Chris Minns has said that he is “concerned” about upcoming pro-Palestine protests amid a spate of alleged anti-Semitic acts recorded across Sydney.
The NSW Premier said that while there is still a right to protest in NSW, “everyone has a right to be free from racial vilification, incitement to violence, actual violence or racism on the streets”.
The unauthorised protest planned for Sunday is still set to go ahead despite attempts to shut it down by NSW Police following anti-Semitic chants at a similar protest on Monday night.
“Obviously, I‘m concerned about the assembly on Sunday,” Mr Minns told the media on Friday.
“I’m hoping it’s done peacefully and I’m hoping that the organisers and the participants at that assembly prove me wrong and we can get through the weekend in a peaceful way.”
Mr Minns had a grim warning for Sydneysiders if the scenes on Monday were repeated on the weekend.
“That would be ruinous for Sydney‘s sense of cohesion, our multicultural, multi-faith community, we couldn’t have those scenes again and police have got every right to protect and ensure that those scenes aren’t repeated over the weekend,” he said.
Police plan to use “extraordinary powers” to search protesters without reason and demand they identify themselves on request.

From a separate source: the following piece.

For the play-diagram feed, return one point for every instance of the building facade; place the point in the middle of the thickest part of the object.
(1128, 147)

“We intend to search people that we believe are likely to protest or have shown an interest in protesting, based on the fact that weapons and flares, the experiences of Monday night,” acting commissioner David Hudson said.

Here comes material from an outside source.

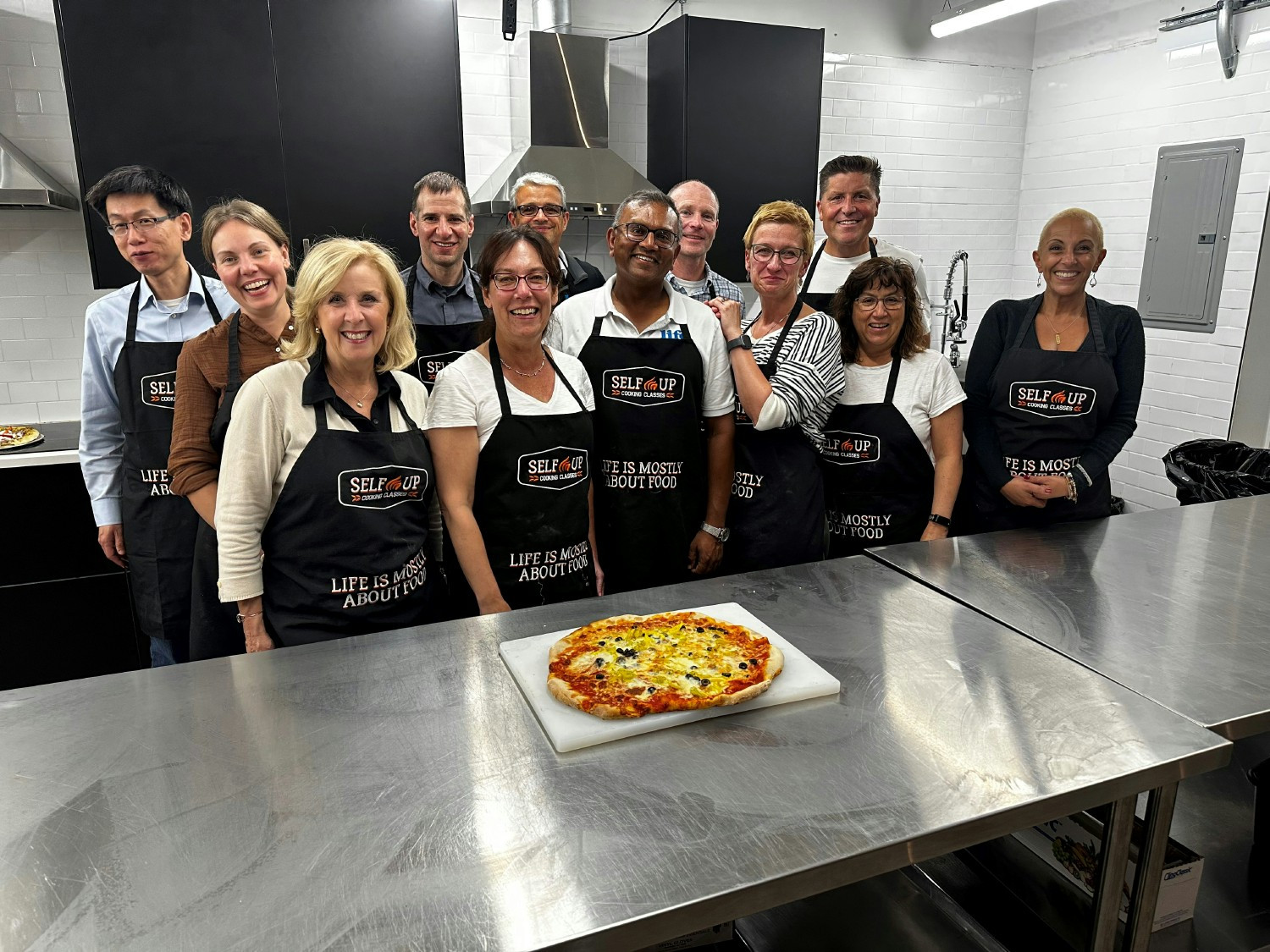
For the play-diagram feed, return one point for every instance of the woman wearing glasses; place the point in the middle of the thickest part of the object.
(892, 452)
(785, 360)
(510, 426)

“We will also be demanding they provide us with their identity. So that they cannot disguise themselves in the crowd … without fear of retribution.”
Throughout the week, Mr Minns fiercely condemned the actions of pro-Palestinian protesters involved Monday’s rally.
“To have some people celebrate atrocious indiscriminate killing and kidnapping in Israel is appalling,” he said.
“This is the opposite of the dynamic multicultural community we want in NSW and Australia.”
Dozens of Islamic community groups have called on the government to “end the double standards” and acknowledge the loss of Palestinian lives in the conflict.
A joint letter from 41 groups rejected the “one-sided portrayal of the Palestinian issue in Australia” and condemned all “calls and incitement to violence and hatred of any people”, including anti-Semitic, anti-Muslim or Islamophobic attitudes.
“Enough is enough. The voice of Australian Muslims and proponents of justice for all people will no longer be silenced on the matter of Palestine,“ the letter said.
Mr Minns defended his and police attempts to shut down Sunday‘s protests, saying that NSW was facing calls for violence not seen at other pro-Palestine protests.
“Other states didn‘t see what we saw on Monday night in Sydney and the decision that the NSW Police backed by the NSW government has not been done in isolation… it’s been done on the back of what was a protest that went wrong,” he said.
“And I don‘t think anyone not even the organizers of the protest can claim that it was a success. It was not peaceful.”
He vowed that there would be “no tolerance for racial vilification on Sydney streets”.
Mr Minns called the snap press conference after three men were arrested for allegedly performing a Nazi salute outside Sydney’s Jewish Museum.
Officers were called to Darlinghurst Road in Darlinghurst shortly before midday on Friday where they arrested three men.
NSW Police have not yet revealed the details about the incident but police cars have lined the streets outside the museum.
“While there is no ongoing risk to the public Darlinghurst Road remains closed the public to ongoing inquiries,” a NSW Police spokesperson said.
It’s understood there were no threats of violence involved in the incident.